Peggio i rapporti con l’Unione europea. “Ottimi quelli economici e commerciali, male quelli politici. C’è soltanto un dialogo ‘informale’. La Ue lega sempre i suoi rapporti con Israele alla soluzione del conflitto con i palestinesi. La cosa per noi positiva è che l’Europa è divisa, come all’Unesco”. Visegrad è una sorpresa per Israele. “I paesi europei dell’Est sono nostri grandi amici, dai cechi ai polacchi agli ungheresi di Orbán”. E la lite sulla Shoah? “I polacchi nel merito hanno ragione, avevano un governo in esilio e non hanno costruito loro i campi, ma non possono imbavagliare la ricerca storica. Ora lavoriamo a una soluzione della lite”. Problemi grandi con le agenzia Onu in Europa. “Con il Consiglio dei diritti umani a Ginevra, dove vogliono una ‘lista nera’ delle aziende che hanno rapporti con Israele oltre la linea del 1967. Stiamo premendo sulle cancellerie europee perché evitino questo passo.
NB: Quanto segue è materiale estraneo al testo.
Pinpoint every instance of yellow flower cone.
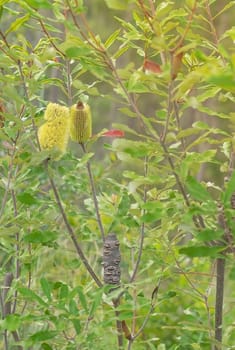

Molti paesi europei danno troppi soldi alle ong antisraeliane, è l’industria della delegittimazione. Ma alcuni, come Danimarca e Norvegia, stanno rivedendo i criteri. Ong contrarie ai due stati, favorevoli a un solo stato e non Israele”.

  

L’Italia? “Ha un ruolo di temperamento e moderazione positivo, da voi c’è un diffuso sentimento sul dovere, non solo sul diritto, di Israele a esistere. Ma vorremmo che l’Italia guidasse in Europa, ad esempio unendosi all’asse con Cipro e Grecia, due nostri grandi alleati”. In questi anni, quarantamila ebrei francesi sono fuggiti in Israele a causa del deterioramento della sicurezza. E in futuro? “Non se ne andranno, rimarranno in Europa ‘till the bitter end’. Fino a che potranno andare in giro, anche senza kippah, gli ebrei non se ne andranno, sono troppo integrati. Per ora mandano i figli in avanscoperta in Israele. Mi duole dirlo ma, dopo settant’anni, siamo tornati a una mentalità di sudditanza, temo, alla negazione”. Resta un paradosso: “Molti leader arabi oggi su Israele sono più pragmatici e aperti di tanti stati europei”.